The joint EASA/ECDC statement reminded travellers that masks may still be required on flights to destinations in certain countries that still require the wearing of masks on public transport and in transport hubs.

It also recommends that vulnerable passengers should continue to wear a face mask regardless of the rules, ideally an FFP2/N95/KN95 type mask which offers a higher level of protection than a standard surgical mask.

“From next week, face masks will no longer need to be mandatory in air travel in all cases, broadly aligning with the changing requirements of national authorities across Europe for public transport,” EASA executive director Patrick Ky said in the statement. 

“For passengers and air crews, this is a big step forward in the normalisation of air travel. Passengers should however behave responsibly and respect the choices of others around them.
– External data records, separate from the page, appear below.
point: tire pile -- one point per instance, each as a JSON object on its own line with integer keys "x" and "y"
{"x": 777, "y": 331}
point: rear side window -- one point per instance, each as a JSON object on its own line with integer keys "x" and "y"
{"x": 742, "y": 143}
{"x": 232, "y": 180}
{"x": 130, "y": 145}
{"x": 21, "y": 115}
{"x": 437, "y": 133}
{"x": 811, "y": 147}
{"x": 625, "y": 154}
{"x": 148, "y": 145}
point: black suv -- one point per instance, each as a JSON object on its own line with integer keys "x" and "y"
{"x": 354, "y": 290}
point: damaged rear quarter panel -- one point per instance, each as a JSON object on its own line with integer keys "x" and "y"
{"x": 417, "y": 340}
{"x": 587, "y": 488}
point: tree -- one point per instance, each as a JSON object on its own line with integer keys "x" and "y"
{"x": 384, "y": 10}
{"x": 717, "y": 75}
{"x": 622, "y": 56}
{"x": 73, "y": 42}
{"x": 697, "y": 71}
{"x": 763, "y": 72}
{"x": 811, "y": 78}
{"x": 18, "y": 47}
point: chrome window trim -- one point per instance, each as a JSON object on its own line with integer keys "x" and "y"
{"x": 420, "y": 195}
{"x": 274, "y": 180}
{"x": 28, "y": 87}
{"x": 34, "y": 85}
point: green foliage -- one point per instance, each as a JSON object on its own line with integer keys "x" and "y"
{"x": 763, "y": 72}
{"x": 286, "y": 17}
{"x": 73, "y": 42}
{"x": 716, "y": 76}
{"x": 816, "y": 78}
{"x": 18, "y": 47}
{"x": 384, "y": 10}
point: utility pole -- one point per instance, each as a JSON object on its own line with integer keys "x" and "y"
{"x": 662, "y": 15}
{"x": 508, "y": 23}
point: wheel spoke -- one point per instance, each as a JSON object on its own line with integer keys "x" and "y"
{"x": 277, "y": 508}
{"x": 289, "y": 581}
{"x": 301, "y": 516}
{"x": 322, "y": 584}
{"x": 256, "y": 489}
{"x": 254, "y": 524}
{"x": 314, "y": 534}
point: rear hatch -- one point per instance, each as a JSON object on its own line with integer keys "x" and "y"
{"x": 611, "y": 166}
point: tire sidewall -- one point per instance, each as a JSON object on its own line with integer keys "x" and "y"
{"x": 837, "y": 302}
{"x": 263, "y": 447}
And a passenger who is coughing and sneezing should strongly consider wearing a face mask, for the reassurance of those seated nearby.”  

ECDC director Andrea Ammon added: “The development and continuous updates to the Aviation Health Safety Protocol in light of the ongoing Covid-19 pandemic have given travellers and aviation personnel better knowledge of the risks of transmission of SARS-CoV-2 and its variants. 

“While risks do remain, we have seen that non-pharmaceutical interventions and vaccines have allowed our lives to begin to return to normal. 

“While mandatory mask-wearing in all situations is no longer recommended, it is important to be mindful that together with physical distancing and good hand hygiene it is one of the best methods of reducing transmission. 

“The rules and requirements of departure and destination states should be respected and applied consistently, and travel operators should take care to inform passengers of any required measures in a timely manner.”